Se Stuart Carvalhais (1887-1961) é o pioneiro dos quadradinhos, Rafael Bordalo Pinheiro (1846-1905) é o precursor. Um exemplo é este relato em imagens sequenciais, No Lazareto de Lisboa (1881), agora reeditado, Mas já na década anterior publicara uma sátira a propósito de viagem de D. Pedro II,: Apontamentos de Rafael Bordalo Pinheiro sobre a Picaresca Viagem do Imperador de Raslib pela Europa (1872). Artista de génio, irmão de um outro (Columbano, 1857-1929), como se luz rasante e sombra carregada, tão diferentes foram. A Rafael se deve a criação do retrato arquetípico e pouco lisonjeiro do português, em 1875: o Zé Povinho, de mãos nos bolsos ou manguito disparado e riso alvar.
Nesse ano, Bordalo parte para o Brasil a tentar a sorte, regressando em 1879, sem dinheiro mas com sacos cheios de experiência e histórias para contar; mas a principal viveu-a em Lisboa. À chegada, com uma pandemia de febre amarela assolar a antiga colónia, o artista é recambiado para o Lazareto, situado em Porto Brandão, cujo edifício se encontra hoje em ruínas: “ao pousar o pé no torrão natal, no momento de estender os braços à imagem querida da pátria, em vez de ser apertado pelos braços amigos, fui apertado pelos guardas de saúde e metido no lazareto”, recordou no prólogo deste curto álbum.
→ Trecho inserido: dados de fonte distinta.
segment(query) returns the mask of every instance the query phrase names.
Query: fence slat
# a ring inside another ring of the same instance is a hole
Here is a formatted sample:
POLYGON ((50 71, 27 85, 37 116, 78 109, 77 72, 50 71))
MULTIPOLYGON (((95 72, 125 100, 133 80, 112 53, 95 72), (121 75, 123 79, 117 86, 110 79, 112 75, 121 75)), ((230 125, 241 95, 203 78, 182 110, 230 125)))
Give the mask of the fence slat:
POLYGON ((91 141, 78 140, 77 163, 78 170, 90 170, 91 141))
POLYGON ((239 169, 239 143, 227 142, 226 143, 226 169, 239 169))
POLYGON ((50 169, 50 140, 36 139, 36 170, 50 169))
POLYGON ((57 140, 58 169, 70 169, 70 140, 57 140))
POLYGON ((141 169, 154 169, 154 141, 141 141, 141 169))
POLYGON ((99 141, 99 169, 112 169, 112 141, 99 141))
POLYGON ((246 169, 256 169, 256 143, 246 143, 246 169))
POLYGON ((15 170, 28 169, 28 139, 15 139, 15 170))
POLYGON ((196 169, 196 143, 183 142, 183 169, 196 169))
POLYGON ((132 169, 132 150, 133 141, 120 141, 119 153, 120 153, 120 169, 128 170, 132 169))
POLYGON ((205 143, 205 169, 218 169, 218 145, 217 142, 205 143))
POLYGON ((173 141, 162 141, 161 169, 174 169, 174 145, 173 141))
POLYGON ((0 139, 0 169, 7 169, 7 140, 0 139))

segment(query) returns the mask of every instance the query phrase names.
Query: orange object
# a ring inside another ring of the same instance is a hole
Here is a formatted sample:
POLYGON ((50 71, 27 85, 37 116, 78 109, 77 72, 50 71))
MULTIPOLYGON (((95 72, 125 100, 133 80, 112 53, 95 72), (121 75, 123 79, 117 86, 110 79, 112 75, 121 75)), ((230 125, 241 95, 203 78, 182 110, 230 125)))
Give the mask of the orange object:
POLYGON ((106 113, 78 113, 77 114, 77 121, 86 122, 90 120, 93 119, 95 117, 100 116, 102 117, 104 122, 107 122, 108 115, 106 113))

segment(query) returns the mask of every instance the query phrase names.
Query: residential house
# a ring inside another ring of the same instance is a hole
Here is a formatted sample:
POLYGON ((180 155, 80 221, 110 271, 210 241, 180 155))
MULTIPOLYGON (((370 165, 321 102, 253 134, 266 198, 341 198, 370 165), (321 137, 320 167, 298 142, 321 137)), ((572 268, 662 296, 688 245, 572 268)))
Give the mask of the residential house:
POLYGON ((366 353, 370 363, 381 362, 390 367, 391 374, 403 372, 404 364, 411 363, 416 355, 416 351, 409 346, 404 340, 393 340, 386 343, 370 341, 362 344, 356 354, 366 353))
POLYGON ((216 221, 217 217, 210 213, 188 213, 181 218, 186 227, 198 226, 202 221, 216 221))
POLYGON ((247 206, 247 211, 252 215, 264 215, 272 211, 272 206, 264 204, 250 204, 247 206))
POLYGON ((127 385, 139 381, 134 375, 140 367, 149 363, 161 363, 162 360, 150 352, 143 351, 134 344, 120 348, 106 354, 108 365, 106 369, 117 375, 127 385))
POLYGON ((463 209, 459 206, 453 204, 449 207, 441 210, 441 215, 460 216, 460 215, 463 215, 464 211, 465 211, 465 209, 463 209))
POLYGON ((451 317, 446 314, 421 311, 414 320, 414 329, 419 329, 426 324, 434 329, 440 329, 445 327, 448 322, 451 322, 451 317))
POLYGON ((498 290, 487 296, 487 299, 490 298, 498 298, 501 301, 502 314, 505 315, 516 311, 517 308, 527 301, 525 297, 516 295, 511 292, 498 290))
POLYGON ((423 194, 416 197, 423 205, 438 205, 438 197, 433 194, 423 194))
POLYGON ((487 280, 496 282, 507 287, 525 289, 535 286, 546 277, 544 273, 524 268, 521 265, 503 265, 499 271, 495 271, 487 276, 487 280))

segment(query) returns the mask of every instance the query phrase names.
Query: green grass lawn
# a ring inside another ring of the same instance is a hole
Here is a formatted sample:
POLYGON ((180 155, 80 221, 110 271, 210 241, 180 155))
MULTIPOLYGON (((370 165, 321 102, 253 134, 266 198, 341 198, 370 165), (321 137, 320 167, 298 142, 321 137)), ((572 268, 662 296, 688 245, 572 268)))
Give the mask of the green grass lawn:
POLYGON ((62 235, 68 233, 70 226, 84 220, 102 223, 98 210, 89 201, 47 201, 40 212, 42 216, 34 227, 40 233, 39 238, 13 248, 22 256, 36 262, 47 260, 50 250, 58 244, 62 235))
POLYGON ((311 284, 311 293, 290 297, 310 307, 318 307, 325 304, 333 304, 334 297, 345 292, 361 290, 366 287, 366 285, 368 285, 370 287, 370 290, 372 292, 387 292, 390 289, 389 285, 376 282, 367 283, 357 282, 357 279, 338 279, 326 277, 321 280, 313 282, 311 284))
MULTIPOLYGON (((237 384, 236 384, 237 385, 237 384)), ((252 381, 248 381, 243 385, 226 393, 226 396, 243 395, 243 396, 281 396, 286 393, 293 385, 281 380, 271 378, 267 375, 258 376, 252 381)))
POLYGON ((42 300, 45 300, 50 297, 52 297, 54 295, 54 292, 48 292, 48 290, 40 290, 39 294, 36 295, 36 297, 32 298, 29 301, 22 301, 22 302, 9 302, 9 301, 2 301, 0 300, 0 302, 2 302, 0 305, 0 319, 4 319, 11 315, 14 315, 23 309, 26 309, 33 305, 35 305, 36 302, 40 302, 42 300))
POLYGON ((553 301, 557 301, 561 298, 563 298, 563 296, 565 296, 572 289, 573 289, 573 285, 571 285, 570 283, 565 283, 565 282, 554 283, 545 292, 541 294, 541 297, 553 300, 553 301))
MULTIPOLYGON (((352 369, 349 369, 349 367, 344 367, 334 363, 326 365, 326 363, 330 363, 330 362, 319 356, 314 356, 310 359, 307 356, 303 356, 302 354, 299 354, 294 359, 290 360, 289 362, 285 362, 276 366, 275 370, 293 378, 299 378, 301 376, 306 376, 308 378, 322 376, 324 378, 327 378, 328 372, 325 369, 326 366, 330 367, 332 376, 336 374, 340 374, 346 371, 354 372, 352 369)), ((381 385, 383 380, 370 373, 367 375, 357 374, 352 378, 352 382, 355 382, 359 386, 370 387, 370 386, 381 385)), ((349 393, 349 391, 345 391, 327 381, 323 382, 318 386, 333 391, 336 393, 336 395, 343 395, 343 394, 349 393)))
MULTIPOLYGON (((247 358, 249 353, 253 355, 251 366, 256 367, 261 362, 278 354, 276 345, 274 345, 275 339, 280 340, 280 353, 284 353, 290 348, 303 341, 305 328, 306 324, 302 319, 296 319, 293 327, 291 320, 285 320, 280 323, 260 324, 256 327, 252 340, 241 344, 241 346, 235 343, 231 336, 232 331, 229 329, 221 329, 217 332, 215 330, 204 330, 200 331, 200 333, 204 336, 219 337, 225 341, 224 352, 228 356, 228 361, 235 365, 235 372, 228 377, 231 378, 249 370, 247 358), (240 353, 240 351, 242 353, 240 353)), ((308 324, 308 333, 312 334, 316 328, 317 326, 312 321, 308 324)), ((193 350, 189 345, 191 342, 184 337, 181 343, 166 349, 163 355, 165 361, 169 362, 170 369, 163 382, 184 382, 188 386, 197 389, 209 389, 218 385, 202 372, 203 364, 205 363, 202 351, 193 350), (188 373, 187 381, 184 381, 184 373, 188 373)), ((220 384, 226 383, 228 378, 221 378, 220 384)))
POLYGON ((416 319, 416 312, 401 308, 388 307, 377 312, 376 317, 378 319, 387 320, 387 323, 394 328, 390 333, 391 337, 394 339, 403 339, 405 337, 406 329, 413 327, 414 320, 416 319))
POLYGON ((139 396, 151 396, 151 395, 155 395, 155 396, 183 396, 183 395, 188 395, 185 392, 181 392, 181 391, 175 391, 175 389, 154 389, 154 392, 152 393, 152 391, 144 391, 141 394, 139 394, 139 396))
A narrativa tem três partes: “Recordações”, “A partida” e “No Lazareto”. A aventura brasileira gorou-se, mas o registo é empático, por vezes entusiasmado, outras cáustico. Seria interessante saber se Bordalo trocou algum bate-papo com o grande Machado de Assis, cuja mulher era irmã de Faustino Xavier de Novais, poeta satírico e grande amigo de Camilo, também ele imigrado no Rio... A Rua do Ouvidor esplende no torvelinho de comércio e gente, a capoeira mexe e o assalto já então vicejava. O Primo Basílio passeia-se por lá amparado por duas coquettes. Já a Lisboa vista do confinamento surge mazorra como o país, “estirado à sombra da fresca laranjeira”, e Rafael a olhá-lo de mãos nos bolsos, à maneira da imortal criatura que engendrou.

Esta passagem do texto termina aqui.